Paul Martino

Memories fade over the years, but great feelings and emotion won't die. As I’m writing this, I’m trying to piece together the events that led to me becoming president of this local for many, many years. I remember getting a call from our legendary executive director, the late Dan Mallinger. It was in 1987 or ’88, I think. Without any discussion, Dan said, “You’re on the board!” 

Dan was very old school, a real union boss. Don’t get me wrong. He was a super guy and a great exec but there was no talk of nominating petitions or elections. Overnight, I became the KDKA-TV station rep. It was based largely on the role I played in contract negotiations and because I had actually attended a few board meetings.

Move ahead to the early ’90s. Dan suddenly and unexpectedly became ill, and it wasn’t too long before he passed away. The local was in crisis, and I played a role in finding a new executive director. It was a task none of us were prepared for.

In the interim, our longtime president, the late Bill Steinbach, a legendary radio newsman, retired. We needed a new president. My colleague from KDKA-TV, Bill Flanagan, was tapped for the job. But a couple of years later, Bill was offered the job he still holds today at the Allegheny Conference. He stepped down as president. I never even considered the job.
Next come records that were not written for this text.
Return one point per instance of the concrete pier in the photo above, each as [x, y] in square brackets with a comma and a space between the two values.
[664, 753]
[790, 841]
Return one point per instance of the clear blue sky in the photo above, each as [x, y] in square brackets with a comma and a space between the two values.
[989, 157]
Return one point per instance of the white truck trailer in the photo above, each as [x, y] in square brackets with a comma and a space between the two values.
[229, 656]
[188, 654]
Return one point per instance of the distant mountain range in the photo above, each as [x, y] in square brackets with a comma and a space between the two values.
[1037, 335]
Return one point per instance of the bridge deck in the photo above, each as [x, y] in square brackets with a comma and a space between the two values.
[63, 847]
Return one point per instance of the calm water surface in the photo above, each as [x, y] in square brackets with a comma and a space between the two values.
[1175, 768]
Alas, my phone rings again. It was former board member Fred Albitz. Out of the blue, he says, “We want you to run for board president.” I was shocked, but when I thought about it, it made sense. The union is something I strongly believe in. It is so vital to have this tool to help us gain respect and decent wages and working conditions in an extremely difficult business.
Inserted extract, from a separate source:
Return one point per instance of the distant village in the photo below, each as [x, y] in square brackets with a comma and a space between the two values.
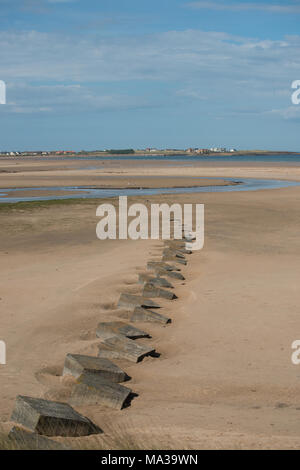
[153, 151]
Part of what impressed the board about me was the way I reacted when WTAE decertified. One of the leaders of the decertification was a reporter who was covering a big union meeting for the Pittsburgh police. I called him out about what he did right in front of the Federation of Police leaders. I won't mention his name because he’s a friend and he later had a change of heart and became a big supporter of SAG-AFTRA. But my actions got some attention.

That was a long time ago. I’ve grown as president and we’ve certainly grown as the Ohio-Pittsburgh Local of SAG-AFTRA. I have a lot of mixed emotions about stepping down. I still believe in it very much and I still love it, but it is time for a new generation to step into my shoes and grow like I have. And I’ll still be around to guide our next president. I’m not ready to retire from the business. And I still want to be active in the local.
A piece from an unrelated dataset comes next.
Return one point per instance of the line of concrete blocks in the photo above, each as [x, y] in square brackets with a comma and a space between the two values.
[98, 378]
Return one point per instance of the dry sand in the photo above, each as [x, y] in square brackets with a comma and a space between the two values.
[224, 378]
I have been blessed to serve you. Blessed to sit at negotiating tables and stand up for members. Blessed to help members who faced layoffs, unfair treatment, family strife and personal pain. Blessed to represent us at the Labor Day parades. Honored to chair many, many meetings and share fellowship with many of you. And humbled to have the responsibility of searching for executive directors (we are in great hands with current exec, Brian Lysell).

But the time has come. While I won’t say farewell, I will say thank you for the privilege of representing you and serving you.